In una concatenzione che, troppo compiaciuta del suo rigoroso meccanismo, rincorre affannosamente le emozioni, senza poi riuscire veramente a raggiungerle, Soheila e Jalal sono una coppia di mezza età, senza più parole da dirsi, se non il disprezzo reciproco del loro sguardo. Quello che rimane tra loro è solo lo spazio del silenzio, che li rende sempre più distanti, con Soheila che volta le spalle alla macchina da presa, ormai troppo stanca per liberare i fantasmi che le hanno indurito il cuore. Azar, la segretaria di Jalal, si porta addosso tutta l’infelicità del fallimento del suo matrimonio “per necessità” e, con i suoi occhi cerchiati e spenti, rimane a guardare il nulla che la soffoca, mentre la sua famiglia va violentemente in pezzi e suo marito cerca di nuovo speranza in un altro amore. L’amore di Simin, donna forte e indipendente, che lotta per riuscire a dimenticare la storia di violenza domestica che si trova proprio dietro alle sue spalle. Una delle studentesse di Simin è Mahsa che, dopo aver visto il suo sogno infrangersi fragorosamente sulla menzogna raccontata dall’amore, fa ritorno a casa, dai suoi genitori, Soheila e Jalal.

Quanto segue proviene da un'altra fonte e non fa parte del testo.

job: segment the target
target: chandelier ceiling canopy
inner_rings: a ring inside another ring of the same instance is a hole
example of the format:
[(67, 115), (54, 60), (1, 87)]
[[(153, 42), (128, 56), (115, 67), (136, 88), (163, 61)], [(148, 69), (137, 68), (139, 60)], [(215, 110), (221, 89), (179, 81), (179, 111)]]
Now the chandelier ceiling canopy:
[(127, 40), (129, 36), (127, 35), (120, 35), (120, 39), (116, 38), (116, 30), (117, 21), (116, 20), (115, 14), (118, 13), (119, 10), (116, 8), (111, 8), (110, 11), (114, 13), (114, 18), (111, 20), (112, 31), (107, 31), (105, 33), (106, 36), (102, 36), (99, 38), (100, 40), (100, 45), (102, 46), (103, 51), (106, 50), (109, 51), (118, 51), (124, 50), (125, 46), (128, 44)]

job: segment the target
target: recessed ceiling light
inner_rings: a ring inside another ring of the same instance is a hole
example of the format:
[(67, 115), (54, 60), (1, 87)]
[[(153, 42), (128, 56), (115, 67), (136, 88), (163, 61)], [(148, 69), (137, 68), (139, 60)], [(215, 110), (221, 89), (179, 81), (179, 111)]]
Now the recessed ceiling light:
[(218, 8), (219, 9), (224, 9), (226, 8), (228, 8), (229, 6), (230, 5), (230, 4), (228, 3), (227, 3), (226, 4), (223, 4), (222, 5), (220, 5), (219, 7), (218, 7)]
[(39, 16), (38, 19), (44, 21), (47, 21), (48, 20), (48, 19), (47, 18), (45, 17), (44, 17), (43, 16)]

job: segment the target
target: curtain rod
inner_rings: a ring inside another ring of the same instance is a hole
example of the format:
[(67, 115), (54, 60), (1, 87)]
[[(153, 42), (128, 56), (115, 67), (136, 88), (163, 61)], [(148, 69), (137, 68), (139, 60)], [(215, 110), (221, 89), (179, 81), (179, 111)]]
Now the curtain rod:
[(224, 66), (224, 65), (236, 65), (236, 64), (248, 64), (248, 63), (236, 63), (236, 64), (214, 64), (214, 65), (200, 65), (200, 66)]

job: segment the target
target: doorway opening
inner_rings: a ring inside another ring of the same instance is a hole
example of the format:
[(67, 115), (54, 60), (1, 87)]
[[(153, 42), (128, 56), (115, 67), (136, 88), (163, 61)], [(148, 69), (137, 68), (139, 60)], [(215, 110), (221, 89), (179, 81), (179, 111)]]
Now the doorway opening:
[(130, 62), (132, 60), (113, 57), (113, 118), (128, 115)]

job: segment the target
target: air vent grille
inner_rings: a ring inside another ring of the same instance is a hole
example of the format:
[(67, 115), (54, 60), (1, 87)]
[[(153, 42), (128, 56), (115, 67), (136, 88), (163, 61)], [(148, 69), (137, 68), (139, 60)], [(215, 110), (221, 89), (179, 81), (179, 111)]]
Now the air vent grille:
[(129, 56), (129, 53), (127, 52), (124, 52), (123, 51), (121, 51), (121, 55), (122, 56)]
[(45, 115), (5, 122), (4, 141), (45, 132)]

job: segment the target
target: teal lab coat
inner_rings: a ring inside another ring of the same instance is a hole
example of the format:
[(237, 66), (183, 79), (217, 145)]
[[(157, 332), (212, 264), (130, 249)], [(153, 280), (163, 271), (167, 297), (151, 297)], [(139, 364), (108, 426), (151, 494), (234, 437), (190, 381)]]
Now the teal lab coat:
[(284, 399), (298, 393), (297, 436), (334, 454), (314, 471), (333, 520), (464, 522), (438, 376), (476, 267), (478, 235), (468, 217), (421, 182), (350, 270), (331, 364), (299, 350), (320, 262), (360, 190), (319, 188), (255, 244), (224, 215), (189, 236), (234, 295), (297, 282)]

Pur riuscendo a trovare un perfetto equilibrio nella sua dolorante e clautrofobica giostra senza fine di affetti che la vita ha mandato in decomposizione, quello che manca ad Acrid è proprio la capacità di perdersi in un cortocircuito, di superare, insomma, la compiutezza funzionale della sua scrittura a tesi. E, dunque, in questo suo trattato sul logoramento e i mali inflitti dall’amore, Kiarash Asadizadeh non riesce a liberare fino in fondo lo smarrimento degli universi privati che s’incrociano nel film e a farci perdere veramente nella solitudine di quei volti prigionieri di uno spazio che, con la sua assenza di profondità, sembra negar loro ogni possibilità di movimento.